Posted by Darren Fenwick on September 5, 2013

Expectations for Companies' Conflict Minerals Reporting

By May 31, 2014, it is expected that companies, officially known as issuers, will be required to take the unprecedented step of submitting their first conflict minerals disclosures to the Securities and Exchange Commission, or SEC. This paper is intended to describe the content that certain sustainable and responsible investors, or SRIs, and nongovernmental organizations, or NGOs, expect to see in an issuer’s Specialized Disclosure, or Form SD, and Conflict Minerals Report, or CMR, if a CMR is deemed necessary. Investors and NGOs have closely followed the issue of conflict minerals in the Democratic Republic of the Congo, or DRC, and engaged with the SEC throughout its rulemaking process. These stakeholders wish to understand how issuers—which are connected to the DRC through mineral sourcing—are addressing their connection to the conflict in the country’s eastern region, a conflict that has resulted in millions of deaths and the rape of hundreds of thousands of women. The U.N. Group of Experts on the DRC found that due diligence works and that with the passage of the final rule for Section 1502 of the Dodd-Frank Wall Street Reform and Consumer Protection Act— referred to as the 1502 rule—there has been a reduction in conflict financing. Now that the SEC has provided the 1502 rule, continued progress can be made to eliminate the black-market trade in these minerals and create a legal trade that benefits the people of Congo and the region. For a more positive impact to be seen in the region, however, the market demand for conflict-free minerals must grow significantly.

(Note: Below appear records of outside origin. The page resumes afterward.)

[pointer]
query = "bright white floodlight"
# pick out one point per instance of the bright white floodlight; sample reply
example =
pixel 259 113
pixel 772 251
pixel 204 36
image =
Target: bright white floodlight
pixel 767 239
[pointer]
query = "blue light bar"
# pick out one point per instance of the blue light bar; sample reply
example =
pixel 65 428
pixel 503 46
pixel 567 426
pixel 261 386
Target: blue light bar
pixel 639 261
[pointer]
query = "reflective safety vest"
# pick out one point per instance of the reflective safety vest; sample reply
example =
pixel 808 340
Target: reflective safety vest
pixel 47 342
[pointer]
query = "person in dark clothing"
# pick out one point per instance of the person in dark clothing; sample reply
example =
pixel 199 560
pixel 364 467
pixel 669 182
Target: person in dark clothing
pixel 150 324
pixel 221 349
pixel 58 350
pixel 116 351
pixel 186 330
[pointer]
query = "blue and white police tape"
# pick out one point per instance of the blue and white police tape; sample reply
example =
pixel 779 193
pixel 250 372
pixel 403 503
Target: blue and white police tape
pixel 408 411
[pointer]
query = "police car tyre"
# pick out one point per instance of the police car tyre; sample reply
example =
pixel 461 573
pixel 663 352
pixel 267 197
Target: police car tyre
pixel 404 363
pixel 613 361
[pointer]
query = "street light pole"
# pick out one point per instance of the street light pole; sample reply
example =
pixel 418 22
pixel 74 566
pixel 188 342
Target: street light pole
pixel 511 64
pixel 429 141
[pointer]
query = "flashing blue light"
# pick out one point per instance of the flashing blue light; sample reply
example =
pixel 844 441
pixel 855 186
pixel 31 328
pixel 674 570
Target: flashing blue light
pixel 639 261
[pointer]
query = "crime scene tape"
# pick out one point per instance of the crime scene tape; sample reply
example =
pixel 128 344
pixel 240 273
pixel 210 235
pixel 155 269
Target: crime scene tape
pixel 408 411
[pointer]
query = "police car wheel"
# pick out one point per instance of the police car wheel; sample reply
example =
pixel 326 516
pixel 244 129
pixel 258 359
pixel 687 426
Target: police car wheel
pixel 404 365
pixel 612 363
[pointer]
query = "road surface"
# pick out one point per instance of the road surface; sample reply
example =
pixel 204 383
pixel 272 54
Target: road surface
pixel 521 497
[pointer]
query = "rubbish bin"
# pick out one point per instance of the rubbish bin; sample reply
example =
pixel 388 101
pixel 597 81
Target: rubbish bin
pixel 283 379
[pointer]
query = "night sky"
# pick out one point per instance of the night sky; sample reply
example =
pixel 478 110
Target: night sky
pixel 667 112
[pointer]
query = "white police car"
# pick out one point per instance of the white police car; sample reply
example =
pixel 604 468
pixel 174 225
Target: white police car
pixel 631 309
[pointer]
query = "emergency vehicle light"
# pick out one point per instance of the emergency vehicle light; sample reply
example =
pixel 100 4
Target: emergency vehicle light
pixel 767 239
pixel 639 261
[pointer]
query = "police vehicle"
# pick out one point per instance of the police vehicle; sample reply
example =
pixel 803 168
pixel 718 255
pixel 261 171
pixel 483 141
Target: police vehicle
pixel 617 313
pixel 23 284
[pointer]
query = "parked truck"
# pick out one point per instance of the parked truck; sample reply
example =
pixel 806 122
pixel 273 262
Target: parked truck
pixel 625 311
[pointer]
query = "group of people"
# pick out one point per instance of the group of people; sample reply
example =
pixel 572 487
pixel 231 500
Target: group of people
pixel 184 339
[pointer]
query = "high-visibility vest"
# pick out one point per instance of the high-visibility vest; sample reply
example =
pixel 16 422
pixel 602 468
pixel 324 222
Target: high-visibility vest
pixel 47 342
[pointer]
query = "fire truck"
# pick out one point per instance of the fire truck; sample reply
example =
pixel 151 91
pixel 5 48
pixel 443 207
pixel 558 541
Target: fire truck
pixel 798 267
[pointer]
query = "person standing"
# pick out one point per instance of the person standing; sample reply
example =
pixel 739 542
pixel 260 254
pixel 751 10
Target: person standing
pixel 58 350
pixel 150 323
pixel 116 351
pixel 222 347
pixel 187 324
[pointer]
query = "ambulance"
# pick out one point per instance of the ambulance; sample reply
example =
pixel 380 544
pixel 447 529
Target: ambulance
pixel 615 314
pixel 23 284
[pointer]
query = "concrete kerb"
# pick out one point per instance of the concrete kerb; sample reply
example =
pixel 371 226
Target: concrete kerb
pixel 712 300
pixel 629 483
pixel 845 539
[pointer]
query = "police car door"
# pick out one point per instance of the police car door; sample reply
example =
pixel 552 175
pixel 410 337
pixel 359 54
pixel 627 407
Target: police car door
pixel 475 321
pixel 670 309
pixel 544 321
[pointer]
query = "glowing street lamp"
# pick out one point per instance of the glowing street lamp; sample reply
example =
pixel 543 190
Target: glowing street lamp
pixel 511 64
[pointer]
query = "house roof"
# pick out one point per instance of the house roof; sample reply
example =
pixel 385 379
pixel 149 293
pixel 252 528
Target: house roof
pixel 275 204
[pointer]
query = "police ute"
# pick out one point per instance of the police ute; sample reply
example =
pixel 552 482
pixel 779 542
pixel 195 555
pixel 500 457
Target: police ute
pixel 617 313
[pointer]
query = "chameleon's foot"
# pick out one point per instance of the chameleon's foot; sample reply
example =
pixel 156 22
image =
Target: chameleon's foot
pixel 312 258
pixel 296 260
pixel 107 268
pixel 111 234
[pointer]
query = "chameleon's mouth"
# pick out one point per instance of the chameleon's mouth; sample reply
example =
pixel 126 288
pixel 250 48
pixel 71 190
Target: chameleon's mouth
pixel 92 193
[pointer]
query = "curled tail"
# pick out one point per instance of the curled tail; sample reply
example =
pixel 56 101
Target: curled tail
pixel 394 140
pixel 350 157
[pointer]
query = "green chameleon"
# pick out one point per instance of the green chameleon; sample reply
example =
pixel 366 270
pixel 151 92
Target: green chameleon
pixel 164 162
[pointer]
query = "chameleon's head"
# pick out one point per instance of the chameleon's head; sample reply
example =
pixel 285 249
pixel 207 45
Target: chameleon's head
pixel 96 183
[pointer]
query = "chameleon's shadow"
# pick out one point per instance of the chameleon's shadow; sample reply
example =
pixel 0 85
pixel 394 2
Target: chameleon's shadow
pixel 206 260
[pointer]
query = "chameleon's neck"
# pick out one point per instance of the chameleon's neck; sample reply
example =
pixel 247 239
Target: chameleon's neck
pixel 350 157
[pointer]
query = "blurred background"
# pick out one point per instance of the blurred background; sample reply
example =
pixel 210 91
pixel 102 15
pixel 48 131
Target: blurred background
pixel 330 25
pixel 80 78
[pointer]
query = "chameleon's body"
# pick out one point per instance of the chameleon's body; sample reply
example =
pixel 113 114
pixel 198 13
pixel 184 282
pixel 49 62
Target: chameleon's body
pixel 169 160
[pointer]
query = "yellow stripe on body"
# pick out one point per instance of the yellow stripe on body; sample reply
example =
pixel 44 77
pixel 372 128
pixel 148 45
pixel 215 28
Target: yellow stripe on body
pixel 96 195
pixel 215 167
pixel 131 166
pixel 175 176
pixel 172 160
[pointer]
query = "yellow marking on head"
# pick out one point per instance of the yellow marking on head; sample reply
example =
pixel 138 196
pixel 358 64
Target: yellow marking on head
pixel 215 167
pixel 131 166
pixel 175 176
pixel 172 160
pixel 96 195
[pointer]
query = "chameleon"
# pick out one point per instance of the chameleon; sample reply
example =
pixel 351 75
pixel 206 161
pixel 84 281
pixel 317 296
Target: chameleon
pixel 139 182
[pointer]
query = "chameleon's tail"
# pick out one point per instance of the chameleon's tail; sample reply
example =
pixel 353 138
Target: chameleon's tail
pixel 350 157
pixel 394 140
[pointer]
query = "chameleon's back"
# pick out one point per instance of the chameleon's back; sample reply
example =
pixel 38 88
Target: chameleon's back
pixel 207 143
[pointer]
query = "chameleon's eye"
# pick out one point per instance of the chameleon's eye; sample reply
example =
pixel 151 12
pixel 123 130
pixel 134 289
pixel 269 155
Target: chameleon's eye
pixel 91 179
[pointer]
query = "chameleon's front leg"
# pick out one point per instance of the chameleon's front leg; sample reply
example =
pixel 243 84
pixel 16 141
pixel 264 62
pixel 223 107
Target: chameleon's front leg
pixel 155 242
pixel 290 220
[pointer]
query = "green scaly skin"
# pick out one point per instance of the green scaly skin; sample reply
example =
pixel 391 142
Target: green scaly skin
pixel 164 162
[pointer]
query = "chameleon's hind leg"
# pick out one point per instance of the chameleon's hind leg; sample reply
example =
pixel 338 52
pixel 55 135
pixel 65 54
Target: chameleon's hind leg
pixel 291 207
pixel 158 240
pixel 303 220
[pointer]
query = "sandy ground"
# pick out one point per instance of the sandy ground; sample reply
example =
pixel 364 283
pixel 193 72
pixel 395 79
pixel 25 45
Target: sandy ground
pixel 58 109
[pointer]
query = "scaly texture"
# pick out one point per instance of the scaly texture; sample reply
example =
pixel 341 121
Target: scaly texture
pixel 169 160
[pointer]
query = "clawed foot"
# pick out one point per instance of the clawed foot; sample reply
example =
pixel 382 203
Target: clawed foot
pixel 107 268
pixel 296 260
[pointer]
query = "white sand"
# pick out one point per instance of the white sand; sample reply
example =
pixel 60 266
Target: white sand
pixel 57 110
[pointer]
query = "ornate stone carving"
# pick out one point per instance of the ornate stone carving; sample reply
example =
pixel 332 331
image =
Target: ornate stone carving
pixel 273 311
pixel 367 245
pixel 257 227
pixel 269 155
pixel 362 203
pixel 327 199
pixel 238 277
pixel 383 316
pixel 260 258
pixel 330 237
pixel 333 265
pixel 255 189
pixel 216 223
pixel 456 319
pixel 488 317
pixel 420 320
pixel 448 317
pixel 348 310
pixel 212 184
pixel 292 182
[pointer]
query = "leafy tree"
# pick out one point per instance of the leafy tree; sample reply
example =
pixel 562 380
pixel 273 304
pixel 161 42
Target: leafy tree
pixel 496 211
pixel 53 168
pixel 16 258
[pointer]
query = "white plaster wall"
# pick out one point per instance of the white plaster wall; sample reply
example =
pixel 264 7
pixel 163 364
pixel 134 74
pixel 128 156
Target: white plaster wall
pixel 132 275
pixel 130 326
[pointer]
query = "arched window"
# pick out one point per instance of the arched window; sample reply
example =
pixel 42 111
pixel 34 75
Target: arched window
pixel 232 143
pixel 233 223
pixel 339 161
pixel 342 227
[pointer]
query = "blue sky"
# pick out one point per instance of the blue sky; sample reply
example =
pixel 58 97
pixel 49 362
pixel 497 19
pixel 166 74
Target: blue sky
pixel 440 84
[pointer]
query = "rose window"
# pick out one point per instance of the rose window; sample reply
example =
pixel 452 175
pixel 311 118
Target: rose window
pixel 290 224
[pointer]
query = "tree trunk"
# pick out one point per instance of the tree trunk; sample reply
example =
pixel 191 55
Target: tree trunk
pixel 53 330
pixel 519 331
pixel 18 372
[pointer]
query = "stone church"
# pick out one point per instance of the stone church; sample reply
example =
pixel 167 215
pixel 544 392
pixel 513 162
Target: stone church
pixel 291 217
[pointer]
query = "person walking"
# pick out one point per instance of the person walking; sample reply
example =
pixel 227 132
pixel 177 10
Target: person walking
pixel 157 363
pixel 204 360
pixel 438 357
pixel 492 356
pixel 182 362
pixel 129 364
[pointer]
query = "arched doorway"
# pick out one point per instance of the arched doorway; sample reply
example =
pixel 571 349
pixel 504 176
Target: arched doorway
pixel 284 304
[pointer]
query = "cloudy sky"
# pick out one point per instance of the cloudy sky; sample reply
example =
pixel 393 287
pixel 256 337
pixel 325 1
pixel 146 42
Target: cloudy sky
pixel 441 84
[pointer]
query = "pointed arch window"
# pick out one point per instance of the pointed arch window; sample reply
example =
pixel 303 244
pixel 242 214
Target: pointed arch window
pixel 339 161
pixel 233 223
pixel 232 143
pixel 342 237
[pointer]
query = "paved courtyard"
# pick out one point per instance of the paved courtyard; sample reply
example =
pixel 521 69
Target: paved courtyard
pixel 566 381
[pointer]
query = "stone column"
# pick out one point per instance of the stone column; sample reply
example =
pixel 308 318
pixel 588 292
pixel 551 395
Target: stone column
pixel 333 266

The intent of this paper is not to create new definitions or interpret the 1502 rule. Rather, it is to articulate key reporting components that are important to many SRIs and NGOs and to suggest indicators that can be tracked over time to allow for comparability between reports and measure improvement.

This paper is divided into four sections. The first three sections address the SEC’s rule on conflict minerals. The first section begins by detailing the key elements that stakeholders believe should be included in an issuer’s conflict minerals policy and program, which should form the basis of its reporting to the SEC. The second section explains the steps an issuer should undertake to determine the origin of the minerals in its products.

The third section explains the four due diligence processes an issuer should undertake to ensure its supply chain practices respect human rights and do not contribute to conflict: (1) identify risks in its supply chain; (2) ensure compliance to its policy and program; (3) respond to identified risks and non-compliance; and (4) describe the policies and communication used to implement the previous processes. The fourth section asks issuers to report on the steps they are taking to ensure a conflict-free Congo, not a Congo-free product. Stakeholders expect issuers to include in their filings to the SEC any initiatives or activities they are undertaking or will undertake to support a clean mineral trade in the DRC. 

This document is for guidance purposes only and should not replace professional legal advice from corporate or outside counsel.